May 3 2017 | 10:05pm ET

The U.S. Securities and Exchange Commissions suffered a setback on Wednesday as a federal appeals court refused the regulator’s request to reconsider a decision that held its in-house administrative judges are not constitutionally appointed.

The 10th U.S. Circuit Court of Appeals declined to rehear a case involving Colorado businessman David Bandimere, who was ordered to pay more than $1 million in disgorgement and sections after an SEC administrative law judge found that he had acted as an unregistered broker. Bandimere’s appeal rested partly on the argument, repeated in several other cases pending before U.S. courts, that in-house SEC judges serve in violation of the Appointments clause of the U.S. Constitution.

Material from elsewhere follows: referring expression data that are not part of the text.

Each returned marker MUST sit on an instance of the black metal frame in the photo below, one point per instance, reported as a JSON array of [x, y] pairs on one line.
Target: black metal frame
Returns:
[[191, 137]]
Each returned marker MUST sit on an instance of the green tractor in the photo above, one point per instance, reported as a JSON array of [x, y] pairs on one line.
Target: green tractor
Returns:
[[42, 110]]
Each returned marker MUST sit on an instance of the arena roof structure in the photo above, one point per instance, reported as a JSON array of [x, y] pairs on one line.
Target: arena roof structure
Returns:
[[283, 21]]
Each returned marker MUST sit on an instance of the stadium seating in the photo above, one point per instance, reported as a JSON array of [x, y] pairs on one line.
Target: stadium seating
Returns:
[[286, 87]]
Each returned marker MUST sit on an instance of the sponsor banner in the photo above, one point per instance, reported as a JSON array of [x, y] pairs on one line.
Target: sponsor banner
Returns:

In December, U.S. Circuit Judge Scott Matheson sided with Bandimere.

Due to conflicting interpretations among courts, including a decision by the U.S. Court of Appeals in Washington DC that upheld the SEC’s use of administrative law judges, the issue of whether the system is constitutional is certain to land with the U.S. Supreme Court. In the meantime, the 10th Circuit’s decision is a major setback for the agency and carries ramifications for defendants who have attacked the regulator’s in-house judicial system for procedural deficiencies and argued it lacks fundamental fairness since the judges are hired, not appointed.

Use of the in-house courts has risen sharply since the financial crisis and the passage of the 2010 Dodd-Frank financial reform law. The SEC argues the system speeds up case resolution, while critics have called the process inherently flawed, biased and unfair. 

The case is Bandimere v. U.S. Securities and Exchange Commission, 10th U.S. Circuit Court of Appeals, No. 15-9586.